Surprisingly enough, kudzu is not native to the United States. It was imported in 1865 from Japan, one of the countries invited to celebrate this nation’s 100th birthday during an exposition in Philadelphia. Noted for having beautiful gardens, the Japanese shaded their space with the unusual vine which had large leaves and a sweet-smelling, purple blossom. After the exposition, Americans began using the plant for ornamental purposes.
Cuttings were taken to the south where they flourished in the warm, humid climate. At first, kudzu provided shade and beauty as it quickly spiraled up trellises and climbed over porch roofs. At that time, it posed no threat.
Kudzu grows 12 inches a day, 60 feet a year, and individual plants send out tendrils 100 feet during a typical summer. The roots grow so far down into the ground that the plant is drought-resistant. Kudzu has a deep taproot which can eventually weigh as much as 400 pounds. Such a root system seemed perfect for preventing soil erosion. Oddly enough, right about 1930, during the Great Depression, hundreds of young men, members of the Civilian Conservation Corps, were employed by the Soil Conservation Service to plant 85 million kudzu seedlings to do just that, prevent soil erosion. Of course, it did that, but in addition, it destroyed large forests because of its blanketing effect. It smothers trees and keeps them from getting sunlight.
There are over seven million acres of kudzu in the deep south alone. In case you haven’t noticed, there’s plenty of it in Harlan County, too. It covers whole mountainsides, climbs utility poles, and creeps onto the highways. It hangs down from overhead wires while its tendrils reach out and seemingly know no bounds.
I’m not offering any solution to the problem and it is a problem. I’m just noting that what initially began as a blessing has turned into a curse. The same government which lauded kudzu as a pretty flower and an erosion deterrent in 1876, has a hundred years later labeled it a menacing weed of out-of-control proportions.
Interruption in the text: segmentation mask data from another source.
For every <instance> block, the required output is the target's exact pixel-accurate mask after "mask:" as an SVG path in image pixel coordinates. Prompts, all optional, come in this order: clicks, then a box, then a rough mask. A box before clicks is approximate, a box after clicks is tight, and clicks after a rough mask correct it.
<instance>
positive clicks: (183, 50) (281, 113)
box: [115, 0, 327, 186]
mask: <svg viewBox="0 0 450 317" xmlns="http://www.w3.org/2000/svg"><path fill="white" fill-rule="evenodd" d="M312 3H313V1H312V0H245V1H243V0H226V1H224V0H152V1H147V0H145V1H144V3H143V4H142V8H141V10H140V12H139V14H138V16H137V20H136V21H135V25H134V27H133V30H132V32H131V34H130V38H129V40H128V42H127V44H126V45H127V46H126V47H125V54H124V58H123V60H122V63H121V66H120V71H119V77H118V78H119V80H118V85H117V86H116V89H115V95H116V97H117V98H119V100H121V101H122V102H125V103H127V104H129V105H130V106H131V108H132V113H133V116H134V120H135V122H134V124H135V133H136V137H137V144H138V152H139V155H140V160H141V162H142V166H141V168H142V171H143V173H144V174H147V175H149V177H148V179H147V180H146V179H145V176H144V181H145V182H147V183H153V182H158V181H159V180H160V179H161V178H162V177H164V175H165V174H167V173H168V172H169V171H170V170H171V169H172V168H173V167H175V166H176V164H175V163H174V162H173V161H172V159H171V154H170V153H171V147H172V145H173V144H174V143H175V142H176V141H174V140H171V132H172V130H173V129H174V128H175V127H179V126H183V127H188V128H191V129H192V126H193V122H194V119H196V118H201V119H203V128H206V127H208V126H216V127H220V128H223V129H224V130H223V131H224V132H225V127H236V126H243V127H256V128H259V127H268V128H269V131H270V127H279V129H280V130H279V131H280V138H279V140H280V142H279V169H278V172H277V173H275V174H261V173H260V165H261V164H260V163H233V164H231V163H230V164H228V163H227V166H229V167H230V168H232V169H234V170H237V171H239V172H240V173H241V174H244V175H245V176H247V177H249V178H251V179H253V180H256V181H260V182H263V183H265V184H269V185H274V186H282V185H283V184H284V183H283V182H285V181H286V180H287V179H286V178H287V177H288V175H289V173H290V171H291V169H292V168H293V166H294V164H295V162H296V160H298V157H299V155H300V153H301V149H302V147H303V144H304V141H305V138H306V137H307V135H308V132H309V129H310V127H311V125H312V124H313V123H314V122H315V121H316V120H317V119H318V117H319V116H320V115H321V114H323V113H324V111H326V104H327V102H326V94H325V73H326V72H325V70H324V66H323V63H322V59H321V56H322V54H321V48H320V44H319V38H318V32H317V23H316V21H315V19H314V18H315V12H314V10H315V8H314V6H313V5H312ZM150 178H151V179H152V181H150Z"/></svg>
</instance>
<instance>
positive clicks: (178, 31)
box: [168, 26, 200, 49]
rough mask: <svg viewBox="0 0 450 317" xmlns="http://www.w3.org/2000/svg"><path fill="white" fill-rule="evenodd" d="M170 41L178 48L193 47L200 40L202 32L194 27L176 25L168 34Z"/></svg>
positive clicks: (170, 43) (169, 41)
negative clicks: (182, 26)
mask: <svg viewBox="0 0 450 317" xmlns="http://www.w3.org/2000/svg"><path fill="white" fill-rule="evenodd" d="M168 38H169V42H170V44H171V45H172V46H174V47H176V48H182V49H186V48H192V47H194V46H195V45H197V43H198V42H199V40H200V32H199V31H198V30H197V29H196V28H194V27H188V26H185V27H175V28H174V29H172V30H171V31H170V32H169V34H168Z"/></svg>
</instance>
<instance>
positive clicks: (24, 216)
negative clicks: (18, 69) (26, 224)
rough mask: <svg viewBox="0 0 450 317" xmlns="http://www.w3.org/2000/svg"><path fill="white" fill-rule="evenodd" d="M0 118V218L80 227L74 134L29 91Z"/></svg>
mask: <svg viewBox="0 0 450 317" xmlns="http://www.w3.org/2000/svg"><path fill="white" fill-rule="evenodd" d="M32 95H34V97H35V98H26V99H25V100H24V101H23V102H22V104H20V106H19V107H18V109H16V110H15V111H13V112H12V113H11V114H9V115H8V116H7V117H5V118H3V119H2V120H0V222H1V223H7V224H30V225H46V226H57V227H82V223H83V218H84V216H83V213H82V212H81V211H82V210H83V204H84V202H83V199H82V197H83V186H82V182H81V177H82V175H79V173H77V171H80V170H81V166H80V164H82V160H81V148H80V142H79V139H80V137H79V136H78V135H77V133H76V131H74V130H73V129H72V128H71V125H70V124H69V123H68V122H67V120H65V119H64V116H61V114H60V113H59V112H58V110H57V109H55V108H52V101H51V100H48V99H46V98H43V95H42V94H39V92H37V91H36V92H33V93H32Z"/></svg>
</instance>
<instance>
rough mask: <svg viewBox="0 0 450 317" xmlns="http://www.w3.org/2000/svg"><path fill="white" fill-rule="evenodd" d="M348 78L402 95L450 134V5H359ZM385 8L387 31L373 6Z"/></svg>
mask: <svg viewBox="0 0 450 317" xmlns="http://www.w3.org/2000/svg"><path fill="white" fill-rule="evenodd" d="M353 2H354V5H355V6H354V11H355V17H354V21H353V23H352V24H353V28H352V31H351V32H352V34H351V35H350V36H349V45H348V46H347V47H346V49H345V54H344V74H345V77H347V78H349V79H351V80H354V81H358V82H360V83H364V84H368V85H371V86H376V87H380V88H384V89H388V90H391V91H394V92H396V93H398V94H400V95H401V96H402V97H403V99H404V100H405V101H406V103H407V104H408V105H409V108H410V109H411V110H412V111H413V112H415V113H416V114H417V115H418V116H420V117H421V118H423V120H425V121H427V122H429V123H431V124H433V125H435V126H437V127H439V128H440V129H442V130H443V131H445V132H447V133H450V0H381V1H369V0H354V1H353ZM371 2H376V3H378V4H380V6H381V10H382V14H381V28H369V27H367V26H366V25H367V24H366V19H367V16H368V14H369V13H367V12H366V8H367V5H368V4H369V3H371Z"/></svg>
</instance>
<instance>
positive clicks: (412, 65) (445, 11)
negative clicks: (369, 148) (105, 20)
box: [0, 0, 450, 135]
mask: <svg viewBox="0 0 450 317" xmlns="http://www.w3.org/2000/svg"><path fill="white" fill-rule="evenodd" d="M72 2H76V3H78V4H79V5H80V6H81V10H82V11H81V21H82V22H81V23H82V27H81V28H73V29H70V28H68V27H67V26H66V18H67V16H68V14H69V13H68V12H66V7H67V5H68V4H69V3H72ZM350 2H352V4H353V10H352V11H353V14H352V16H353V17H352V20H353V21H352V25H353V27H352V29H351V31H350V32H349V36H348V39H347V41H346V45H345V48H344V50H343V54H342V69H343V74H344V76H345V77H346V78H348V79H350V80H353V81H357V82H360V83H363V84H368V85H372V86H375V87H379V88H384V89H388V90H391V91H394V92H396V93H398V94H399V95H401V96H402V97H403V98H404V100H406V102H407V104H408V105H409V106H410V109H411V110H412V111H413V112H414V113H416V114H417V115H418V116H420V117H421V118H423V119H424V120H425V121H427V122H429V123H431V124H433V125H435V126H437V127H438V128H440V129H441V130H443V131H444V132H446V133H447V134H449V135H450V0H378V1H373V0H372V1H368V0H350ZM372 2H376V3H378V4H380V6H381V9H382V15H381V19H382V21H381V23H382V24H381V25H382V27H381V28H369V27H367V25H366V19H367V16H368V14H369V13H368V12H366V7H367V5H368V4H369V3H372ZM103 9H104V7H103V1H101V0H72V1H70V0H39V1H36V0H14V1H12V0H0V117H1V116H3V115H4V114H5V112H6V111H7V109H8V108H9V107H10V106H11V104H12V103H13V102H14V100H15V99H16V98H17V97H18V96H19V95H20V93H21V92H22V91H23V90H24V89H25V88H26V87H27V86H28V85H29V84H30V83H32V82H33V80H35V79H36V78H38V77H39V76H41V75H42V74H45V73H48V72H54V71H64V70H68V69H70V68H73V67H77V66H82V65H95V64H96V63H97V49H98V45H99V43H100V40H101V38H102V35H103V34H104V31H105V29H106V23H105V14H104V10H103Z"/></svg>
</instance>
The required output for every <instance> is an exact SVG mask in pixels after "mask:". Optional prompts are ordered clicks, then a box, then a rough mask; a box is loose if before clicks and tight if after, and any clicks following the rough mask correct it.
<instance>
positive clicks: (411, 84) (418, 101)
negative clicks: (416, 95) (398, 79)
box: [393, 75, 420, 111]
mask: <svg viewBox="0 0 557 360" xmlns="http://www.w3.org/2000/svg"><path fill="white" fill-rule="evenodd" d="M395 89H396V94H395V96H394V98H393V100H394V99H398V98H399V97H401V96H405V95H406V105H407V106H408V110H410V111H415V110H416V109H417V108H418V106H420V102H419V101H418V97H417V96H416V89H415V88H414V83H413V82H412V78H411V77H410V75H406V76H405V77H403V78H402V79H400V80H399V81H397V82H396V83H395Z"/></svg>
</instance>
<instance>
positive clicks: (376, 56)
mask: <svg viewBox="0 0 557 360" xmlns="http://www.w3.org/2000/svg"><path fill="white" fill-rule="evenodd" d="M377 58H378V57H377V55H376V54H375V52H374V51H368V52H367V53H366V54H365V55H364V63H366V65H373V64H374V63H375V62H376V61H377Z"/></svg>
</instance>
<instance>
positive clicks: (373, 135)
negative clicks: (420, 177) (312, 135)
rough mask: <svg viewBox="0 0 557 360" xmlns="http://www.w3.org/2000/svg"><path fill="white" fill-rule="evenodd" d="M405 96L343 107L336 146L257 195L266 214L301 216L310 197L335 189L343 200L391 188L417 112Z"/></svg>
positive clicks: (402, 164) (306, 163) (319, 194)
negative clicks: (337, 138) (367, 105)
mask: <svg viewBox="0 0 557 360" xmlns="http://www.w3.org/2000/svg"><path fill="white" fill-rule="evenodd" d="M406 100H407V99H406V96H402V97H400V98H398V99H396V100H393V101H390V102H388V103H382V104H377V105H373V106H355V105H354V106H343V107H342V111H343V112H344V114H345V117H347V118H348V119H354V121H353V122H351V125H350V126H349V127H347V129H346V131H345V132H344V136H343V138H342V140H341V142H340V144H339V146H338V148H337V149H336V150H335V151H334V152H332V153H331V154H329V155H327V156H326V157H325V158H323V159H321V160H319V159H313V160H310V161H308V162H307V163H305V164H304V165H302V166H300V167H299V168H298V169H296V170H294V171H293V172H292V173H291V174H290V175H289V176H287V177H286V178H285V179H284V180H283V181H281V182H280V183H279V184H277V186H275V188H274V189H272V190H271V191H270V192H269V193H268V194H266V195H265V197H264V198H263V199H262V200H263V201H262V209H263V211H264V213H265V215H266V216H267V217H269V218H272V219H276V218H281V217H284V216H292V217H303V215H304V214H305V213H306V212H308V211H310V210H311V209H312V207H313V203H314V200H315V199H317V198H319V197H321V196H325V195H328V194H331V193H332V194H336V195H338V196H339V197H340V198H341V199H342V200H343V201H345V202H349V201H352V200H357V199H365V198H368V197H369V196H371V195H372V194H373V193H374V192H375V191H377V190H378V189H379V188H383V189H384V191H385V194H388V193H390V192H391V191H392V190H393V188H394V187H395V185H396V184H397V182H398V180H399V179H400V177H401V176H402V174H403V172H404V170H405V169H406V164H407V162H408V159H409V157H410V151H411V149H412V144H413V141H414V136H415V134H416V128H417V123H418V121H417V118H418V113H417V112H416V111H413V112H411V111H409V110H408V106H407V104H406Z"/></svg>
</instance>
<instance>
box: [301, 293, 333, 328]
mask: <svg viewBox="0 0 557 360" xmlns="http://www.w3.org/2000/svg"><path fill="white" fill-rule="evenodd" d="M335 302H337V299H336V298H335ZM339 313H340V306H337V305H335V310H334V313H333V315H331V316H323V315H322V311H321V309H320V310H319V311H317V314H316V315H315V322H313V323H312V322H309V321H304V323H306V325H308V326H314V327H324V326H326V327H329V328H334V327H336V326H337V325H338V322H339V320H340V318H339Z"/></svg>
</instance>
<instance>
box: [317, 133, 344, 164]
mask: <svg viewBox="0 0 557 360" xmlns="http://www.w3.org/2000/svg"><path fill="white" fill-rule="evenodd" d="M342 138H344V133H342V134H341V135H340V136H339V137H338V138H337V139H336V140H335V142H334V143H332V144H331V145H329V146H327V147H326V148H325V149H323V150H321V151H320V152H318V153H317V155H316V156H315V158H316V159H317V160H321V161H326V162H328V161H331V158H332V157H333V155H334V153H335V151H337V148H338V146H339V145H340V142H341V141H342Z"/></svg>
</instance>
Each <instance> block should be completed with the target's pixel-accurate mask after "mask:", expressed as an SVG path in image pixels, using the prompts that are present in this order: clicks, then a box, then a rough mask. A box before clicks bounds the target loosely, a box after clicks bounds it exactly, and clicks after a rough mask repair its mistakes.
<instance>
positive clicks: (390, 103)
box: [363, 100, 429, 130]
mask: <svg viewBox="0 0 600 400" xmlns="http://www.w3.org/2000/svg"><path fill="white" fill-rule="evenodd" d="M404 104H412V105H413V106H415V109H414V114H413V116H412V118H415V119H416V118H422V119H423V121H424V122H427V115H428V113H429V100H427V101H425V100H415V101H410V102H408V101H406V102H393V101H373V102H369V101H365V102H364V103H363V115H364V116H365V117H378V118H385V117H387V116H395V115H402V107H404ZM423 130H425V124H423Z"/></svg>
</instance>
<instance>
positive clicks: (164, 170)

There’s a Forestry Service joke which goes like this with regards to the fast-growing vine: “A farmer planted some kudzu in his back pasture and it beat him back to the house.” The “mile-a-minute” vine, which robs whole forests of sunlight and moisture, is no laughing matter. What at first appeared to be a beauty has turned out to be a beast — a beast of enormous ecological proportions.